Embora Tertuliano tivesse outorgado à igreja a ideia
de que Deus é uma única substância e três pessoas, de maneira alguma isso
serviu para que o mundo tivesse compreensão adequada da Trindade. O fato é que
essa doutrina confundia até os maiores teólogos. Logo no início do século IV,
Ario, pastor de Alexandria, no Egito, afirmava ser cristão, porém, também
aceitava a teologia grega, que ensinava que Deus é um só e não pode ser
conhecido. De acordo com esse pensamento, Deus é tão radicalmente singular que
não pode partilhar sua substância com qualquer outra coisa: somente Deus pode
ser Deus. Na obra intitulada Thalia, Ario proclamou que Jesus era divino, mas
não era Deus. De acordo com Ario, somente Deus, o Pai, poderia ser imortal, de
modo que o Filho era, necessariamente, um ser criado. Ele era como o Pai, mas
não era verdadeiramente Deus.
Muitos ex-pagãos se sentiam confortáveis com a opinião de Ario, pois, assim, podiam preservar a ideia familiar do Deus que não podia ser conhecido e podiam ver Jesus como um tipo de super-herói divino, não muito diferente dos heróis humanos-divinos da mitologia grega.
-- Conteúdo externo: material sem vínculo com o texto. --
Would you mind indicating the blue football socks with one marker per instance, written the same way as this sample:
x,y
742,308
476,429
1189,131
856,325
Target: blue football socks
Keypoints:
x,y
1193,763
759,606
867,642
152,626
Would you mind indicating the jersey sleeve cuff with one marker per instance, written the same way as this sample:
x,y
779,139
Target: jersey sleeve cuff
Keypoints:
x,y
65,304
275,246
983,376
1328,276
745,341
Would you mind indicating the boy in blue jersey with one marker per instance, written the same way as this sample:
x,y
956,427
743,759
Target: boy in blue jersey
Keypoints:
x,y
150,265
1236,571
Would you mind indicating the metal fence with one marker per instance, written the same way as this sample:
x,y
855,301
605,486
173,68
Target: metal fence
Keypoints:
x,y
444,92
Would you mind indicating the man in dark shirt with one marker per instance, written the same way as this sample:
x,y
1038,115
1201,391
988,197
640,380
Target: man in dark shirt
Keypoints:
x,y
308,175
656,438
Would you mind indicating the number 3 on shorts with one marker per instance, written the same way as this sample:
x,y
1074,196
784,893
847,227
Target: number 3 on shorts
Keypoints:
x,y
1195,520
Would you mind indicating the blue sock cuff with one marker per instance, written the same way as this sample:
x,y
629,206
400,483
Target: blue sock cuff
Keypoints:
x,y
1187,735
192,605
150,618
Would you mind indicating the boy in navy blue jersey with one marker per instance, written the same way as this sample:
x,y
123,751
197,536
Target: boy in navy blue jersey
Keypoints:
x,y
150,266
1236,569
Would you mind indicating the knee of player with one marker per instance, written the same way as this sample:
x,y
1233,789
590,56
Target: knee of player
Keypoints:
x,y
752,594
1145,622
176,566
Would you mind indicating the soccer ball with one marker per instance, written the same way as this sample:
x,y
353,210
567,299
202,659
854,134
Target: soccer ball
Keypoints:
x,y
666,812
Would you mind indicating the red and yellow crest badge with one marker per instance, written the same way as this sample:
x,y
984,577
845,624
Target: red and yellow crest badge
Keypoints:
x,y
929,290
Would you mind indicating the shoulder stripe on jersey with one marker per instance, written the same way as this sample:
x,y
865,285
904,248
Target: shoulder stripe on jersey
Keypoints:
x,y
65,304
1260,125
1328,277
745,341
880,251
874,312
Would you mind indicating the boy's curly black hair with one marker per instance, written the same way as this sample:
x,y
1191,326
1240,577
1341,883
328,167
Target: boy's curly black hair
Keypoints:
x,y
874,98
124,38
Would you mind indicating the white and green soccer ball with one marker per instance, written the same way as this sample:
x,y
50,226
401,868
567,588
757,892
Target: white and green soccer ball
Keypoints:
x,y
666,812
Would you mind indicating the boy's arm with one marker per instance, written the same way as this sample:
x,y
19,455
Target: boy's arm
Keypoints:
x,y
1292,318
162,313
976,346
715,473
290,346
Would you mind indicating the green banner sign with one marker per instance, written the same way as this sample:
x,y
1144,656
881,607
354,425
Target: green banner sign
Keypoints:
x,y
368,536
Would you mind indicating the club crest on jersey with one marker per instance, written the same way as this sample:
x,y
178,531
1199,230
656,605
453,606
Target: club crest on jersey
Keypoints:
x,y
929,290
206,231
Por ser um eloquente pregador, Ario sabia extrair o máximo de sua capacidade de persuasão e até mesmo chegou a colocar algumas de suas ideias em canções populares, que o povo costumava cantar. "Por que alguém faria tanto estardalhaço com relação às ideias de Ario?", muitas pessoas ponderavam. Porém, Alexandre, bispo de Ario, entendia que para que Jesus pudesse salvar a humanidade pecaminosa, ele precisava ser verdadeiramente Deus. Alexandre conseguiu que Ario fosse condenado por um sínodo, mas esse pastor, muito popular, tinha muitos adeptos. Logo surgiram vários distúrbios em Alexandria devido a essa melindrosa disputa teológica, e outros clérigos começaram a se posicionar em favor de Ario. Em função desses distúrbios, o imperador Constantino não podia se dar ao luxo de ver o episódio simplesmente como uma "questão religiosa". Essa "questão religiosa" ameaçava a segurança de seu império. Assim, para lidar com o problema, Constantino convocou um concilio que abrangia todo o império, a ser realizado na cidade de Nicéia, na Ásia Menor.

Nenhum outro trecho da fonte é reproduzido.